BovineTalk2.0

Machine learning and IoT based approaches for monitoring dairy cattle health and welfare using bioacoustic data

The BovineTalk2.0 project seeks to refine and validate a novel, non-invasive methodology for assessing the welfare and health of dairy cows using vocal indicators. Building on preliminary results (BovineTalk project, code PN-III-P1-1.1-TE-2021-0027, implementation 2022-2024) that demonstrated the ability to record and classify cattle vocalizations with high accuracy, we aim to transition this research to a higher Technology Readiness Level (from TLR 2 to TLR 4 at the end of the project) by collaborating with industry partners specialized in precision agriculture.
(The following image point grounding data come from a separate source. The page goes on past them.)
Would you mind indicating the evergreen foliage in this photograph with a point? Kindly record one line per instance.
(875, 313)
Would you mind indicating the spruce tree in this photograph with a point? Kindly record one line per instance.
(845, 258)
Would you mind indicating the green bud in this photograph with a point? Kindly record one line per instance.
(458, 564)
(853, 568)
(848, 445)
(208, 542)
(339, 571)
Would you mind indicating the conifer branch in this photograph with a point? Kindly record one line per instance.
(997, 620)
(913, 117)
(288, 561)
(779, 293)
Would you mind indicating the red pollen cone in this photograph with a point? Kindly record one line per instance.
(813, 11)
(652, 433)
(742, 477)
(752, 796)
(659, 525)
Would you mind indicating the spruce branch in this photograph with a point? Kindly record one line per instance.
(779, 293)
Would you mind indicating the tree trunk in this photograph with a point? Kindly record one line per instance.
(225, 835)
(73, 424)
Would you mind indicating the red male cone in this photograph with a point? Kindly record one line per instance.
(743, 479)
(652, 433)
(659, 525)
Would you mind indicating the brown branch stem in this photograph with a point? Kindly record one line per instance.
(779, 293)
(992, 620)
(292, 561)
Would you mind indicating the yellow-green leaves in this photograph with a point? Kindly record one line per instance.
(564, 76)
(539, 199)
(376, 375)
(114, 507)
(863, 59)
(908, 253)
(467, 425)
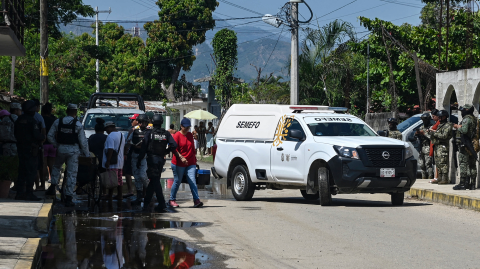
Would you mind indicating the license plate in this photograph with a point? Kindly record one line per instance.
(387, 172)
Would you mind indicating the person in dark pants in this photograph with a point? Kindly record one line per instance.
(155, 145)
(29, 138)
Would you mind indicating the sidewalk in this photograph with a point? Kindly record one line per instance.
(22, 223)
(444, 194)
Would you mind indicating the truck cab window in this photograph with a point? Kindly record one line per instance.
(295, 125)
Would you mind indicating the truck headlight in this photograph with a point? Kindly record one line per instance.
(408, 152)
(346, 152)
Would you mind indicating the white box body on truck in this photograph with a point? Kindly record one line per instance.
(310, 148)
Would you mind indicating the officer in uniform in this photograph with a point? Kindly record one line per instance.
(424, 159)
(29, 137)
(468, 165)
(139, 171)
(441, 139)
(155, 145)
(67, 135)
(393, 132)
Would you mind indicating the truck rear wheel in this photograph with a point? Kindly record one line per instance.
(397, 198)
(324, 186)
(309, 197)
(242, 187)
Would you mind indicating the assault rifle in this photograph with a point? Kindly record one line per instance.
(455, 148)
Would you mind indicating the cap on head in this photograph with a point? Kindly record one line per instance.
(4, 113)
(425, 116)
(142, 118)
(134, 117)
(15, 106)
(392, 120)
(442, 113)
(30, 106)
(109, 124)
(157, 119)
(72, 107)
(186, 122)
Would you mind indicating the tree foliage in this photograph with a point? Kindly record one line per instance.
(225, 53)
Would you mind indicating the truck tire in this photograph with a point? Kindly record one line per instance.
(397, 198)
(309, 197)
(242, 187)
(323, 186)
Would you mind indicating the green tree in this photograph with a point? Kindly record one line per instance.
(225, 53)
(171, 38)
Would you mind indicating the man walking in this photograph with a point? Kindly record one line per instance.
(465, 134)
(67, 135)
(155, 146)
(29, 137)
(441, 139)
(139, 171)
(393, 132)
(424, 159)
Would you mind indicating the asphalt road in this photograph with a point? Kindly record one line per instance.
(279, 229)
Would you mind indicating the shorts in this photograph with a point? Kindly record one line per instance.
(49, 151)
(127, 165)
(119, 175)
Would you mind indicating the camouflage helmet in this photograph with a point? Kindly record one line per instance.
(443, 113)
(426, 116)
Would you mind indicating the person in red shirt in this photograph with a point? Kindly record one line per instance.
(186, 164)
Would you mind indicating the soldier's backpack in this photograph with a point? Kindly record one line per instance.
(476, 137)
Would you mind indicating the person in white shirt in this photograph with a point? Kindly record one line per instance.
(115, 142)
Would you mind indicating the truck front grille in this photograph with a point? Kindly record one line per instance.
(377, 159)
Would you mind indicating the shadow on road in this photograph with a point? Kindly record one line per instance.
(339, 202)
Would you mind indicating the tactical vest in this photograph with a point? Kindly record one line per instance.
(66, 132)
(158, 142)
(138, 136)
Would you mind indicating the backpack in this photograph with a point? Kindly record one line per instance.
(476, 137)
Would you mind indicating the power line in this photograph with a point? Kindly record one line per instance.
(280, 35)
(240, 7)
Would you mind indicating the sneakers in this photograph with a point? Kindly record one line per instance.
(197, 203)
(172, 203)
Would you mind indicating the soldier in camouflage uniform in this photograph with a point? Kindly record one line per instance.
(468, 165)
(424, 159)
(155, 145)
(67, 135)
(441, 140)
(7, 137)
(393, 132)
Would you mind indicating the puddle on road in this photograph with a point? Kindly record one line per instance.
(100, 241)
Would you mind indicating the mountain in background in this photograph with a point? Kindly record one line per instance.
(255, 45)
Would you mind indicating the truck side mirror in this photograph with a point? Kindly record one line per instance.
(297, 134)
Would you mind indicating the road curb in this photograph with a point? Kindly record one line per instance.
(461, 201)
(42, 223)
(32, 249)
(29, 254)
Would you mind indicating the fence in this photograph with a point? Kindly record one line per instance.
(378, 121)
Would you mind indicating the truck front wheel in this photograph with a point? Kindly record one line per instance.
(397, 198)
(242, 187)
(324, 186)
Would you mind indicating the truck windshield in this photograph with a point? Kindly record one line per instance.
(122, 121)
(340, 129)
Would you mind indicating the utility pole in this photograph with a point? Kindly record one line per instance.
(97, 65)
(43, 53)
(368, 76)
(294, 81)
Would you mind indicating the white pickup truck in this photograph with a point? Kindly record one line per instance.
(310, 148)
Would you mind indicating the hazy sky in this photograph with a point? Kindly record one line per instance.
(405, 11)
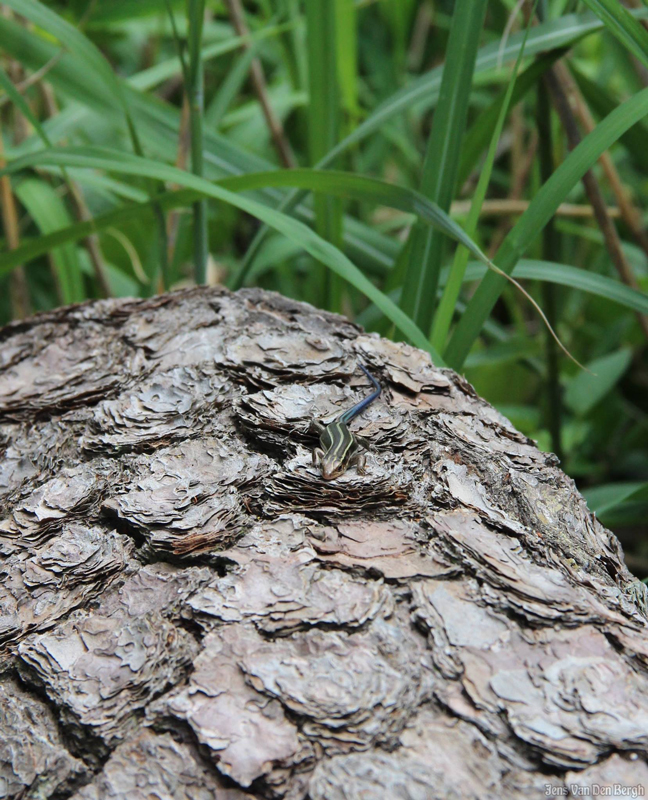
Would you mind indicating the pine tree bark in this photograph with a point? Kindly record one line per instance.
(188, 610)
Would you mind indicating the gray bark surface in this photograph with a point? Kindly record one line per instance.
(187, 610)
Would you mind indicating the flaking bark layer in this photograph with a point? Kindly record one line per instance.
(188, 610)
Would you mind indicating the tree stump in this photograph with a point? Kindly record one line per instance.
(188, 610)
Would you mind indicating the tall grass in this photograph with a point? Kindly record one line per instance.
(409, 127)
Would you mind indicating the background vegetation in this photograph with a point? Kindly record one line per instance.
(368, 136)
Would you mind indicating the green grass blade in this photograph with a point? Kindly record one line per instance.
(442, 158)
(623, 25)
(324, 125)
(585, 389)
(194, 89)
(48, 211)
(481, 130)
(323, 251)
(347, 55)
(540, 210)
(445, 311)
(339, 184)
(23, 106)
(229, 88)
(83, 49)
(573, 278)
(423, 93)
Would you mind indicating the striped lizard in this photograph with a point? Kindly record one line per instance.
(339, 448)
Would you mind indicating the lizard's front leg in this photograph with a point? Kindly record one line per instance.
(316, 426)
(318, 455)
(360, 462)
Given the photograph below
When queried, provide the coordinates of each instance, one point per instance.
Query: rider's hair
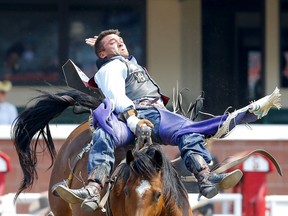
(98, 47)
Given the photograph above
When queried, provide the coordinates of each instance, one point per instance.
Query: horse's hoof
(230, 180)
(209, 192)
(67, 195)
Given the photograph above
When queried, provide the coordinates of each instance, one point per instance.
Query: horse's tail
(33, 122)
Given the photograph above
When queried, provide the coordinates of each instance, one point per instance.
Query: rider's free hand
(91, 41)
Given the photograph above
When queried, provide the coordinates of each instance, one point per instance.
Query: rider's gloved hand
(133, 121)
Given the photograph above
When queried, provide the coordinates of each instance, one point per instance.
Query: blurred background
(235, 51)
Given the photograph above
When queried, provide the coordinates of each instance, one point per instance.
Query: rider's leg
(100, 162)
(196, 156)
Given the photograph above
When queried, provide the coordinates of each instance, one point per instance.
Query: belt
(145, 103)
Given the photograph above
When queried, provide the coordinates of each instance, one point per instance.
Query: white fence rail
(275, 204)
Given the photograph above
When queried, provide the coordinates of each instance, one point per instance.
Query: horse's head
(153, 186)
(144, 188)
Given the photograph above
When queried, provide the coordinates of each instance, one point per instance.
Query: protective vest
(138, 83)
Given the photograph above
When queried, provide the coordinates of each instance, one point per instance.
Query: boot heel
(230, 180)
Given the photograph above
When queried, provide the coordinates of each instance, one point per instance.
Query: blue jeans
(104, 146)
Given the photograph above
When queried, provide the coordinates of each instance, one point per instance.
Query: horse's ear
(129, 157)
(158, 159)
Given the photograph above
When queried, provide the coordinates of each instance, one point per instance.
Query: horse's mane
(33, 122)
(173, 188)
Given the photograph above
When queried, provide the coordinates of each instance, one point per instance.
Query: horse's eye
(157, 195)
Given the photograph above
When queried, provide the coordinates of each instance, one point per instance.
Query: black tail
(33, 123)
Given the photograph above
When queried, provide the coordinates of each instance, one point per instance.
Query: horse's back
(74, 144)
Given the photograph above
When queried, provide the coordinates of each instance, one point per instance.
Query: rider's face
(113, 45)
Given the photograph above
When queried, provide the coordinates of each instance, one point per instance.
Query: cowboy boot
(88, 195)
(210, 183)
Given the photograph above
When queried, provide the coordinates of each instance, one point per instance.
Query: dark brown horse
(166, 194)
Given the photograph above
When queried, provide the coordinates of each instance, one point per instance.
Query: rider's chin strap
(143, 139)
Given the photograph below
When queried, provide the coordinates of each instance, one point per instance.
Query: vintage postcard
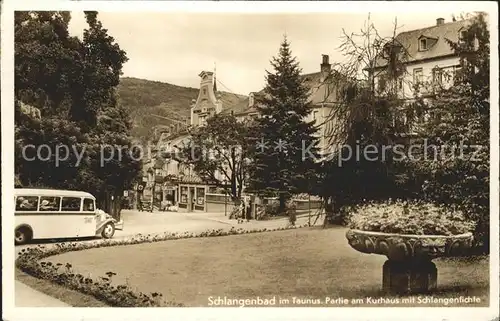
(252, 160)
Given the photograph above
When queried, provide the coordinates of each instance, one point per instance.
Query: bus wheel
(108, 231)
(22, 235)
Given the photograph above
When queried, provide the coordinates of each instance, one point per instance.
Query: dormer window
(422, 45)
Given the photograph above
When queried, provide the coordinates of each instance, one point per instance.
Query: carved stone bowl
(403, 247)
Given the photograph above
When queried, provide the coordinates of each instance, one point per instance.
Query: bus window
(71, 204)
(88, 205)
(27, 203)
(49, 203)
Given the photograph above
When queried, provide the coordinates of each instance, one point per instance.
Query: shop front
(192, 197)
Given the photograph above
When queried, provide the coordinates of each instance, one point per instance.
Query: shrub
(417, 218)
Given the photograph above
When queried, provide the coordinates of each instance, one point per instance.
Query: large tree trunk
(282, 200)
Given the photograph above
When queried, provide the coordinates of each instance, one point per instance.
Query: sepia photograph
(250, 155)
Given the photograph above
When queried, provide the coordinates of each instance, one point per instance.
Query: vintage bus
(57, 214)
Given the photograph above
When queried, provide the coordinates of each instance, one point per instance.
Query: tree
(219, 151)
(285, 154)
(366, 118)
(72, 82)
(458, 133)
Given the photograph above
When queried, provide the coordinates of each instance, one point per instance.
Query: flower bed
(30, 262)
(413, 218)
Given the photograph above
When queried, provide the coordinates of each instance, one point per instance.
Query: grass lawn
(308, 264)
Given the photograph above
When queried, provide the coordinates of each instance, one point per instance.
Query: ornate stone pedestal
(409, 277)
(409, 268)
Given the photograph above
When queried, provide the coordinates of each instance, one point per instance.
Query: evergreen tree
(286, 149)
(72, 82)
(457, 173)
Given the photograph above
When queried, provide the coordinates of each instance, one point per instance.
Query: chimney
(325, 67)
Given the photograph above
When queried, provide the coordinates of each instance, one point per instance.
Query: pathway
(26, 296)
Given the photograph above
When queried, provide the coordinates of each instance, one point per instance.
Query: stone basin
(409, 268)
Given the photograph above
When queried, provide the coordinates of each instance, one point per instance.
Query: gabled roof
(440, 48)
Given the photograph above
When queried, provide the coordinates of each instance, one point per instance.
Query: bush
(416, 218)
(272, 209)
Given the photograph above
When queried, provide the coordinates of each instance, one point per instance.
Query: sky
(176, 47)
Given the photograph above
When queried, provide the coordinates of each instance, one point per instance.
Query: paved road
(29, 297)
(150, 223)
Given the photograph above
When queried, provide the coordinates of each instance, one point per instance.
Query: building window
(463, 36)
(418, 76)
(382, 84)
(423, 44)
(315, 114)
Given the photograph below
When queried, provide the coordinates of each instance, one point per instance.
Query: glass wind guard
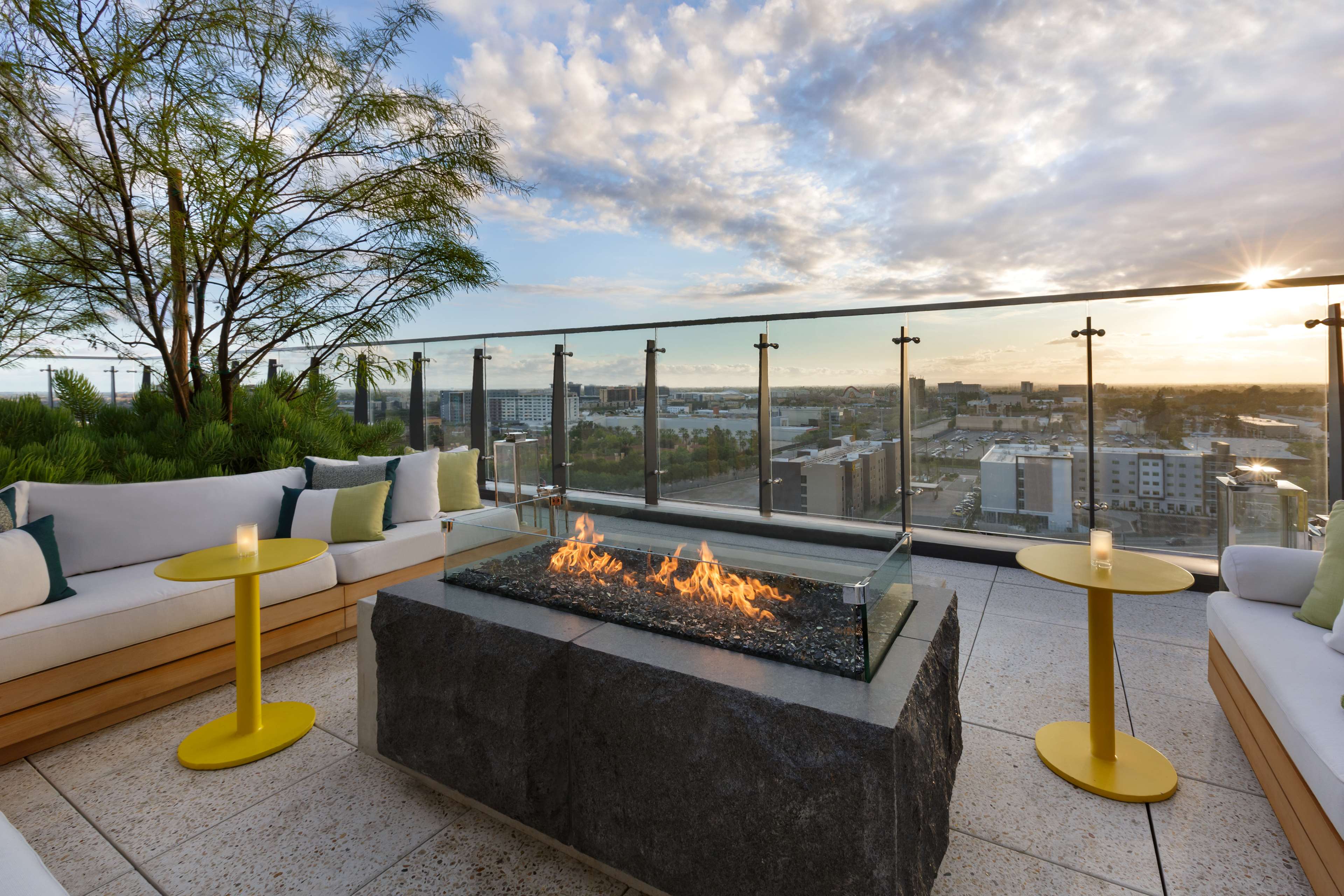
(777, 600)
(890, 602)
This will involve developing a prototype platform for real-time, on-farm monitoring, involving a custom built wearable device for audio recording, enhanced machine learning models and a prototype user interface to assist farm veterinarians in assessing animal welfare. The overarching objective of our work is to improve the welfare and health of dairy cows, which, as seen in the One Health concept, is intrinsically linked to better health for all of us. For example, improved welfare can lead to better herd health, reducing the need for the use of antimicrobials and thus reducing inputs of chemical synthesis in the bioeconomy. Moreover, stress-free animals often have better feed conversion ratios and milk yields, enhancing farm productivity and efficiency. This aligns with climate-resilient practices by ensuring that agriculture systems can adapt to and recover from adverse conditions while minimizing environmental impact.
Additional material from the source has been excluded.